RNA Interference in Cryptococcus neoformans

As technology advances, so does our knowledge about the world around us, and perhaps more importantly, the world within us. One of the most important fields of research today is in the area of pathogens and human disease. This summer, I was able to experience the life of a scientist working to understand a lethal organism while working under Dr. Tamara Doering studying Cryptococcus neoformans.

Cryptococcus neoformans is a fungus similar to yeast. It can be found naturally all around us, especially in pigeon excrement. Though a healthy person can breathe in spores from this organism daily and not get sick, people who are immune-deficient aren't so lucky. Cryptococcus neoformans is an opportunistic killer that preys on people with A.I.D.S., cancers of the immune system, and those who have had their immune systems suppressed by drugs because of an organ transplant. This organism begins by infecting the lungs and goes on to cause fatal meningitis if not stopped. Current drugs against this fungus have several disadvantages. These drugs have serious side effects and don't eliminate infection in very ill patients. In addition, some strains of Cryptococcus neoformans have become drug resistant.

It is for these reasons that the Doering lab is studying how Cryptococcus lives and how we can manipulate it. My project dealt with preventing gene expression at the RNA level. The approach we are using, first developed in worms, is known as RNA interference (RNAi). The premise behind RNAi is that when double stranded RNA corresponding to the coding sequence of a particular gene is inserted into a cell producing that gene product, the gene product is no longer produced. It is a relatively simple and little understood method of turning off genes without manipulating the cell's DNA. Though RNAi has been tried in plants, C. elegans, Drosophila, and T. brucei, it has not been tried in Cryptococcus neoformans or any other fungus. This method would be especially valuable when dealing with this organism because technical problems make it very difficult to manipulate genes at the DNA level.

Before trying RNA interference in Cryptococcus neoformans, there were several decisions to be made. The first was which genes to target. We decided to knock out the ADE2 and CAP59 genes. The ADE2 gene is in the pathway which controls the metabolism of adenine, a metabolite essential for cell survival. Because this gene can control whether or not the cells live or die on certain media, it is easy to test. The CAP59 gene acts in the formation of a capsule around each cell. This capsule is unique among pathogenic fungi and essential for virulence, making it an important part of the cell to understand and control. Once we decided which genes to target, we had to figure out how to get double stranded RNA for those genes into the cells, since this never occurs naturally. We decided to build a plasmid containing a sequence of DNA and then an inverted piece of the same DNA separated by an unrelated DNA sequence. The plasmid would also contain elements to turn the expression of this sequence on and off. In 'on' conditions, when the cell transcribes the sequence as RNA, the corresponding basepairs on the RNA sequences will bond to each other forming double stranded RNA. The question remaining was how to get the special plasmid into the cells. We decided to use a method known as electroporation, which sends a quick electric shock into the cells causing the pores to open in the cell membrane, allowing the entrance of our plasmid. Once the plasmid is in the cell, all we have to do is put the cells in conditions to turn on the double stranded RNA synthesis, and then observe cell growth to see if the method worked.

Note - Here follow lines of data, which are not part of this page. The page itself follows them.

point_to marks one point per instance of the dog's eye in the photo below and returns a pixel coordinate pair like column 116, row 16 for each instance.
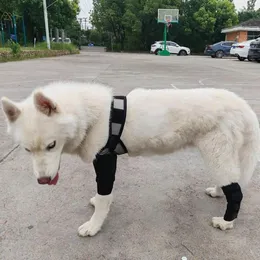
column 51, row 146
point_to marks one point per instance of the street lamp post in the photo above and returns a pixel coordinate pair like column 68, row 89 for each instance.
column 46, row 24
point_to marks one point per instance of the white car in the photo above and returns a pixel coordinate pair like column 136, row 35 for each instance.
column 240, row 50
column 172, row 47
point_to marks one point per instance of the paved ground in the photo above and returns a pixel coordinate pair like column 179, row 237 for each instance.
column 160, row 210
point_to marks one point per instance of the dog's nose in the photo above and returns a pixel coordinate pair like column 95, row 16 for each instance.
column 44, row 180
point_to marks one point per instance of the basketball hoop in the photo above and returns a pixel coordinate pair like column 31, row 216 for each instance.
column 168, row 23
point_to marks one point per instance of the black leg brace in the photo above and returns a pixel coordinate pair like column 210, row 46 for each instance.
column 105, row 167
column 234, row 197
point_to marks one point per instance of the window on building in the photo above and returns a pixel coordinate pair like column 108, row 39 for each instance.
column 252, row 35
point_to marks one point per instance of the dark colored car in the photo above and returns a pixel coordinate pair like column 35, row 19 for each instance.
column 254, row 50
column 219, row 49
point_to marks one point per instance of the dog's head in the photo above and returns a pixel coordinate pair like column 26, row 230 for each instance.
column 40, row 127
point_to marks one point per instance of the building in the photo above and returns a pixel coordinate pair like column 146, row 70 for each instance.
column 244, row 31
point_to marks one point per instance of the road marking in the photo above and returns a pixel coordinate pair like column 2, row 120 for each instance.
column 42, row 80
column 173, row 86
column 201, row 81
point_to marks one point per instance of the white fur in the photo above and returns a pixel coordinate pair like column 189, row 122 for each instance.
column 219, row 123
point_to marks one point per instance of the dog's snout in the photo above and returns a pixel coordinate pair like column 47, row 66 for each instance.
column 44, row 180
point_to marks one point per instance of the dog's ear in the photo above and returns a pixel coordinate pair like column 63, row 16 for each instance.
column 44, row 104
column 10, row 109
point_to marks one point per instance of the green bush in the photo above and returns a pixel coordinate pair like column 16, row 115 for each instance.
column 15, row 48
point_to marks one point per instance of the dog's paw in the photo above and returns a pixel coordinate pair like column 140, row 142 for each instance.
column 219, row 222
column 88, row 229
column 92, row 201
column 214, row 192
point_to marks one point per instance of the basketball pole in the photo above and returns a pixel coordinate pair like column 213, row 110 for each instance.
column 165, row 52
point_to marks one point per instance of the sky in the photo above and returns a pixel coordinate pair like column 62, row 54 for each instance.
column 86, row 6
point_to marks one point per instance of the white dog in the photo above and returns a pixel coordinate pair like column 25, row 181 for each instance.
column 74, row 118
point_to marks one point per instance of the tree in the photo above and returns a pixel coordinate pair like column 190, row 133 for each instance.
column 61, row 14
column 246, row 15
column 204, row 19
column 251, row 5
column 107, row 17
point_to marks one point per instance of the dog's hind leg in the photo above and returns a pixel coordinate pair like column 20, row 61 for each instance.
column 105, row 167
column 220, row 153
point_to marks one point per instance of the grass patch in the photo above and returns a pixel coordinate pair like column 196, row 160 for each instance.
column 15, row 52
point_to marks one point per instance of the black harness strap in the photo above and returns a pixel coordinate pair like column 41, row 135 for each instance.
column 106, row 159
column 116, row 126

During my short time in the lab, I was able to isolate and amplify all of the DNA fragments involved, ligate and transform the fragments into E. coli cells, and test the method of electroporation on Cryptococcus with a control plasmid. All of those steps were successful; the next step will be to use electroporation to transform the cells. After the double stranded RNA is expressed in the cells, their growth and development will be observed on different media as well as under a microscope.

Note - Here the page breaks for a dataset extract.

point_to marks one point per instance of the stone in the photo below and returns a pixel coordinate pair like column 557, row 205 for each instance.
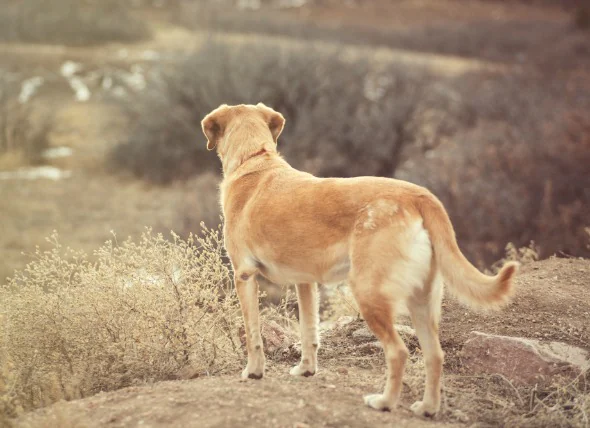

Though we are now close to learning whether or not RNA interference will work in Cryptococcus neoformans, there is still much more to learn, both about the method and the organism. Future experiments may be designed to discover how RNA interference works and under what conditions. Researchers may also try to find other ways to manipulate the function of genes in Cryptococcus neoformans or to further understand how the organism functions. In any case, it is clear that this experiment is only one step in the quest to understand and stop this lethal organism.